The Chuo University Kendo Club’s coaches. A supportive presence for the director and club members



One of the hallmarks of Chuo University is that it has an abundance of coaches. What can a coach do to support Director Kitahara and his club members? Assistant director Uehara Yuji and coaches Miyamoto Kohei and Saito Shogo talked about their activities.


Assistant Director Uehara Yuji 
Born in Fukuoka Prefecture, Japan in 1981. After graduating from Fukudai Ohori High School, he went to Chuo University and joined Fuji Xerox. He graduated in 2002.

Coach Miyamoto Kohei 
Born in Kagawa Prefecture in 1992. After graduating from Meitoku Gijuku High School, he went on to Chuo University, where he worked as a staff member.
He remains at the university to mentor his juniors. He graduated in 2015.

Coach Saito Shogo
Born in 1990 in Akita Prefecture. After graduating from Akita Minami School and working at Chuo University, he joined NTT. He has been tasked with coaching this year. 2013 graduate

First All Japan Student Championship title in 24 years

– Thank you for being with us today. First of all, please tell us what you think about the fact that your Kōhai were able to win the All Japan Student Championship.

Saito: I have been added to the leadership team this year. What I have noticed since I started coming to practice is that the students today are making several times more effort than we did when we were younger.

We thought we made good efforts back then, but I think the whole club’s awareness of Keiko has become higher. I think that this awareness is the reason why they were able to make it through the last tough part.

Miyamoto: I feel the same way about that. As the sophomores take the initiative in practising on their own, of course they become stronger. The senior students feel that they can’t afford to be doing less. 

I believe that the entire Kendo Club has become an environment of friendly rivalry, which has helped to raise the level of the club.

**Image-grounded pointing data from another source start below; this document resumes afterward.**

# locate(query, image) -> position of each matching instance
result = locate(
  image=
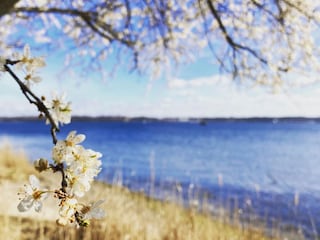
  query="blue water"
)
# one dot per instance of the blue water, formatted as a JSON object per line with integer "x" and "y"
{"x": 259, "y": 166}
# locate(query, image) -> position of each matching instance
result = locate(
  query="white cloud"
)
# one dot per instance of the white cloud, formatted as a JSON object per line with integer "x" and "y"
{"x": 177, "y": 83}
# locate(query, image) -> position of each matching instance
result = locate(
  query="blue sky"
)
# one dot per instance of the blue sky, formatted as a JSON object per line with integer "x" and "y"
{"x": 194, "y": 90}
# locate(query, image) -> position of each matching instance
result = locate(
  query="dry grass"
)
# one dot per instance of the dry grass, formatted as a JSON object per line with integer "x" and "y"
{"x": 129, "y": 215}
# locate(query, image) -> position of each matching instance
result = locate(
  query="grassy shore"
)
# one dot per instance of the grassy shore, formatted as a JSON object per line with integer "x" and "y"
{"x": 129, "y": 215}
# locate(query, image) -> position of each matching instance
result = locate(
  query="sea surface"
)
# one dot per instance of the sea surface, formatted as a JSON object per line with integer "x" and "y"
{"x": 267, "y": 168}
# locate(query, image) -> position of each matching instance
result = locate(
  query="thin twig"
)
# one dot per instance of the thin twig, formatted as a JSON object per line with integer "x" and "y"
{"x": 33, "y": 99}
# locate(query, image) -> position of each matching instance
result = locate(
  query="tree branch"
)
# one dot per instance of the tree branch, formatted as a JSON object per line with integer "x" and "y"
{"x": 6, "y": 6}
{"x": 33, "y": 99}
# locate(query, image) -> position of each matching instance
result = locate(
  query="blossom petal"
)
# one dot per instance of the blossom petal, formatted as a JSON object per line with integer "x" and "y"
{"x": 34, "y": 182}
{"x": 25, "y": 204}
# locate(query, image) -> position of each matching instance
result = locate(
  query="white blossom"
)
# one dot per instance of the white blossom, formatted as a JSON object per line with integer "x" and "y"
{"x": 63, "y": 150}
{"x": 93, "y": 211}
{"x": 67, "y": 211}
{"x": 30, "y": 64}
{"x": 2, "y": 63}
{"x": 33, "y": 195}
{"x": 60, "y": 109}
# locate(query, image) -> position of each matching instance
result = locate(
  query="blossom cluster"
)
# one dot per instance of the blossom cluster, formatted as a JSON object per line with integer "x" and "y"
{"x": 77, "y": 165}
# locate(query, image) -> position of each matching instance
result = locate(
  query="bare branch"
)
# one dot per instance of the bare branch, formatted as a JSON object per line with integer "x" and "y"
{"x": 33, "y": 99}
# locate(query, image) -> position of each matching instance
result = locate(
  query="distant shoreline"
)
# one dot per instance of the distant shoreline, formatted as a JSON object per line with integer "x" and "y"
{"x": 202, "y": 121}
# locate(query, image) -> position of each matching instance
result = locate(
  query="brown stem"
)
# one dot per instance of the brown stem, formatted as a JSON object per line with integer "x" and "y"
{"x": 33, "y": 99}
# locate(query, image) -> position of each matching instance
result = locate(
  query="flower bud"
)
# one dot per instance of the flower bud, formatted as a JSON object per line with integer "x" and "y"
{"x": 41, "y": 164}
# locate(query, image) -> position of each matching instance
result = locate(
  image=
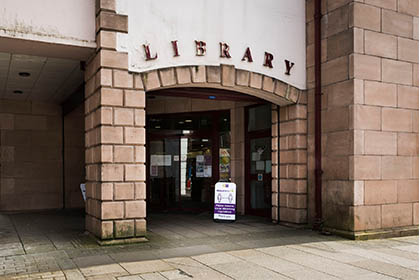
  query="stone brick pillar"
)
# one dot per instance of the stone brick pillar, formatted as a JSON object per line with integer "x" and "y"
{"x": 115, "y": 136}
{"x": 369, "y": 116}
{"x": 289, "y": 157}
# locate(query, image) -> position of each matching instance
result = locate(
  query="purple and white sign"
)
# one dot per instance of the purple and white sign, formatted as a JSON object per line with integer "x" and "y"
{"x": 225, "y": 201}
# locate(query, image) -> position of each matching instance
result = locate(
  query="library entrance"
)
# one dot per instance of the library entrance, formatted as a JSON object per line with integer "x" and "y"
{"x": 198, "y": 137}
{"x": 188, "y": 154}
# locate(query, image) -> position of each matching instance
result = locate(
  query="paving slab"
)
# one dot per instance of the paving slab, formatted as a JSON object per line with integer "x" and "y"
{"x": 54, "y": 246}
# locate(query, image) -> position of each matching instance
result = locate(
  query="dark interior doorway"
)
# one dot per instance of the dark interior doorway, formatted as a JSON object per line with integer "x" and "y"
{"x": 188, "y": 153}
{"x": 258, "y": 160}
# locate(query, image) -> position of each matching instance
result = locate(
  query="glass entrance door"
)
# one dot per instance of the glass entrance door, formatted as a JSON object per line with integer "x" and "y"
{"x": 258, "y": 160}
{"x": 186, "y": 155}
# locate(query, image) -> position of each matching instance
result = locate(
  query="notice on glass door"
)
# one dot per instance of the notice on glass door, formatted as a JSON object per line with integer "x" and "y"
{"x": 225, "y": 201}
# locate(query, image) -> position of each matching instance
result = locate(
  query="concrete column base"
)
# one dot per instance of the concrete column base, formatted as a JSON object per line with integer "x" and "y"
{"x": 376, "y": 234}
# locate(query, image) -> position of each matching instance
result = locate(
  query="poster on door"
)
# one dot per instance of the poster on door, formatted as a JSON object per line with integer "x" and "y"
{"x": 225, "y": 201}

Uehara: I think last year’s team was less centered around fourth-year students, in a good way. The team as a whole was able to think about what they needed to do to become the best in Japan.

The most noticeable was the work of the first-year students. Because they live in the dormitory, first-year students can be so busy with their dormitory work that they have trouble finding time to do Keiko.

However, that would be a dead end, so we have decided to create an environment where all fourth-year students contributed to dormitory work so everyone could join Keiko. This was unthinkable when we were students.

Also, as Coach Miyamoto just said, I think the hard work of the sophomores who helped us win the championship last year, Seike, Kuroki and Yamazaki is having a big impact on the club.

Their efforts were not overlooked by the fourth-graders, and I feel that that awareness led to the championship.

Miyamoto: In the sense that the entire Kendo Club has come together, there were times on the day of the All-Japan Student Championships when the players changed the order based on their own opinions. For example, in a tough matchup, we had originally planned to use Seike as Senpo but after checking with him we decided to rearrange his position, considering his compatibility with the opponent.

I think this was a product of the close communication between the leadership and the players.

Uehara: In the past, we left everything up to director Kitahara but this year he made the final decision after actively communicating and incorporating our opinions.

I think the biggest difference between this time and the past is in communication.

Daily Keiko

Miyamoto: In terms of training at the Dojo, last year we introduced a menu that we hadn’t done before. We listened to the students’ practice methods in high school and thought about which practice would be the most effective to win the championship.

Uehara: Chuo University Keiko is always aimed at winning. Kitahara says he is fixated on getting Ippons and all of his Keiko are conducted with Shiai in mind. This was the case when we were students, but I think the new Keiko method is even more relevant to the times now.

Saito: Until now, one of our policies has been to win by doing Keiko as efficiently as possible. By doing so, there were tendencies to take the easy route in Keiko. But now they are practising hard and truly trying to improve their efficiency in order to become stronger.

Uehara: In the past, I had the impression that Chuo University students were slender and won on wit. The current students have not only that ability but also gained physical strength from strengthening training so they are able to compete on a higher level even after graduation.

Miyamoto: They train a lot outside of Keiko. They are training the muscles required for Kendo while listening to lectures from an instructor so I’m sure they’ve been able to strengthen their physical fitness.

– The atmosphere is that there’s a much greater awareness of how to become strong?

Uehara: I think that’s right. The basic mindset has improved. In the fourth year, some people give up on the idea that they’re going to be on the team but that hasn’t happened recently. They’ve been pushing themselves in daily Keiko so that everyone has the chance to be on the team and be active.

Saito: When I was a student, there were very few people who practiced on their own after Keiko. But now, many members of the club are practicing after Keiko with their Bogu on. I feel like it’s only natural to become stronger that way.

Miyamoto: The current sophomores do a lot of Keiko. The whole 2nd grade is in full swing. They are all facing in the same direction and they are including the rest. This creates a good atmosphere for the entire club.